# garmin connect won't send course



## adumb (Nov 29, 2009)

been trying for about two hours litterly dressed in my riding clothe ready to go. i thought this would take two seconds. if it was on strava it only takes about a minute to download a course to my device and i am off and riding. this particular course isn't on strava so i am forced to use garmin connect. every time i try to send the course to my device i keep on getting

Unable to send course to device. Please try again later

i have done all the updates multiple times and tried doing it in three different browsers. this whole experience it making me hate garmin which i know is crazy but there site has always given me problems.

my question is..... is there a way i can just save the file to my computer from garmin connect and then put it on my garmin edge 800 manually. i saw a thousand ways to share my ride with a billion different people but something as simple as saving it to my computer seems to be impossible to find.

thanks for any help
very frustrated
adam


----------



## adumb (Nov 29, 2009)

so here is my update.... I still definately think garmin connect stinks really bad. 

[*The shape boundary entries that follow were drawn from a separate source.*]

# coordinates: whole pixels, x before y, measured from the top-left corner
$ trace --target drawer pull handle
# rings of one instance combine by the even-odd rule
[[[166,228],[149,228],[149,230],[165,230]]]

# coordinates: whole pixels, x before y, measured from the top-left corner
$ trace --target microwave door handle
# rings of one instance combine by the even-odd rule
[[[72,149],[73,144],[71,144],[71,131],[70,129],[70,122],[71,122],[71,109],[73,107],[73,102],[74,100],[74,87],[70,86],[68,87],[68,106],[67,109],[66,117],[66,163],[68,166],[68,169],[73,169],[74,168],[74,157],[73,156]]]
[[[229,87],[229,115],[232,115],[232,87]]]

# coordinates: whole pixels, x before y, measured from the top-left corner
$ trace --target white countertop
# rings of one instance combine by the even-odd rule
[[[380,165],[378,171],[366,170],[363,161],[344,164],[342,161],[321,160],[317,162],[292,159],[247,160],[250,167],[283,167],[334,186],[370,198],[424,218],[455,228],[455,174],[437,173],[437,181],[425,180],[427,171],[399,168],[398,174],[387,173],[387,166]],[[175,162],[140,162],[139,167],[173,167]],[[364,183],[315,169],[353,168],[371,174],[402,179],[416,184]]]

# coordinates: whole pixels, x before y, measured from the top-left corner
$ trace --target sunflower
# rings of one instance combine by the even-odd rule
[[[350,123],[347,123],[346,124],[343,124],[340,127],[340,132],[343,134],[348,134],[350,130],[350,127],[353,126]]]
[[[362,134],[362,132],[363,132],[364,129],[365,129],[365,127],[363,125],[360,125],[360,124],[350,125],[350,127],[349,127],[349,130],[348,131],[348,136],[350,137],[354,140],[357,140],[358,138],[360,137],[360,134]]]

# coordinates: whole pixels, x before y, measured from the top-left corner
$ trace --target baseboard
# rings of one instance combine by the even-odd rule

what I was able to do on STRAVA in less than two or three minutes.

1. log in
2. find a friend of mine who i know road the course last year
3. scroll back in his history to that race day last year
4. click on it.
5. click the download file on the screen.
6. i then put that in my new files folder in my garmin
7. started my garmin and it was there like always

LOVE STRAVA.... it gets a bad rep from alot of the segment kom stuff but there are a good amount of other features on there that work really well. by downloading this course to my edge 800 i was able to follow a 25 mile loop through the middle of the woods without taking any wrong turns or getting lost.


----------



## Harold (Dec 23, 2003)

I always just hit "export" on Garmin connect. you don't have to use GC to create a course file.


----------



## adumb (Nov 29, 2009)

NateHawk said:


> I always just hit "export" on Garmin connect. you don't have to use GC to create a course file.


i am not trying to create a course file. i am doing a race at this place and the file the race promoter posted was from the garmin connect website.

is the export button different then that send to device button?

this is the link they posted of the course

Garmin Connect - Freetown F50/F25 2014 Route

and for what it's worth the course was as blast to ride.


----------



## Harold (Dec 23, 2003)

Export lets you save a tcx or gpx that you can manually put on your device. Easy peasy. I use that function when i load tracks from my forerunner because they are automatically sent to gc then deleted from the device to keep the history clean. I use the exported track to load onto strava.

Sent from my DROID BIONIC using Tapatalk


----------



## adumb (Nov 29, 2009)

I must be missing it. Where is the export button. When I click that link I can't find an export button anywhere


----------



## Harold (Dec 23, 2003)

Okay, so that's the old interface, and it's actually a track.

I see you were sent an actual course file. Yeah, not much you can do with it, as the only way to get it onto your device is to use the "send to device" function. Part of the reason I don't like course files. I'd rather just put the track on my device and build the course from that on the device.

I see a lot of frustration from people sent different files from event promoters that don't work the way they're supposed to.


----------



## Cobretti (May 23, 2005)

adumb said:


> i am not trying to create a course file. i am doing a race at this place and the file the race promoter posted was from the garmin connect website.
> 
> is the export button different then that send to device button?
> 
> ...


I tried to send it to my edge 200, no go. Then I tried a random course and it went right through. My guess is that the Freetown course is somehow corrupt. Too bad, I'd like to check it out myself.


----------



## adumb (Nov 29, 2009)

well at least it wasn't something that I was doing wrong.

cobretti,
here is my strava ride I did of the course. I am pretty sure my profile is public so the link should work. the export button is on the map on the top right. definitely a fun loop, the stuff closer to the start finish line is considerable more difficult while the stuff in copicut woods(I think that is the name) is more smoother flowy type stuff. my ride had a couple wrong turns and blew past a couple inlets but it is all there. the loop goes counterclockwise, starting going down the long dirt road at the ranger station. the 2014 course is a tiny bit different. but from what I could tell there is only one section when you go on high street that they have cut out and put in more singletrack

Mountain Bike Ride Profile | checking out the f50 course near Freetown | Times and Records | Strava


----------